To the Editor:—In the recently published study by Nadkarni et al.,1 the authors used text-mining software to extract concepts from clinical documents. Matching of these concepts was attempted with the UMLS 99 Metathesaurus. Matches were then categorized as true positives (TP), false positives (FP), true negatives (TN), and false negatives (FN) from 8,745 terms in a “training set” and 1,701 terms in a “test set,” for a total of 10,446 terms. True positives were reported as 82.6 percent for the training set and 76.3 percent for the test set.

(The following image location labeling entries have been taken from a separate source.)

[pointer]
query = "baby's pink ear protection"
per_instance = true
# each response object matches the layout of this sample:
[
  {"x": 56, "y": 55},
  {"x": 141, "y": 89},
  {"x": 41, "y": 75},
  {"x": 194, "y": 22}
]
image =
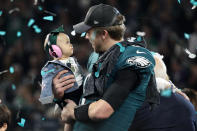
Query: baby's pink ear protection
[{"x": 55, "y": 51}]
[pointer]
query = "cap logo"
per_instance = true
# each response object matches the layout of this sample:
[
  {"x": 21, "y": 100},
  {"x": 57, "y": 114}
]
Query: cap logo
[{"x": 95, "y": 22}]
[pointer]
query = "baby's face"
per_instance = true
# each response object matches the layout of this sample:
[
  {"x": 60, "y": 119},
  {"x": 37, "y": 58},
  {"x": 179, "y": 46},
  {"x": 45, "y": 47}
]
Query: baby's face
[{"x": 63, "y": 42}]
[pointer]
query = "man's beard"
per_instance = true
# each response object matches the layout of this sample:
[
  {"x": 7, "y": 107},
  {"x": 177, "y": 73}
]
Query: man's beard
[{"x": 98, "y": 49}]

In 1999, we carried out an almost identical study using the identical version of the UMLS, on a larger scale, which resulted in very similar results that were presented at the 1999 AMIA Annual Symposium.2 In our study, 4,994 of the most frequently referenced terms were chosen from 1,000,000 terms randomly extracted from the general Mayo Clinic Master Sheet Index and the Impression/Report/Plan section of the Mayo Clinic clinical notes system, to form a general medicine set. The Mayo Clinic Department of Dermatology independently developed a lexicon of 9,050 unique terms describing lesions photographed in their practice, which formed a specialty-specific set. We used automated term composition and the UMLS to assess match rates. In addition, we looked at match rates on our total 14,044 terms based on filtering using the UMLS semantic types.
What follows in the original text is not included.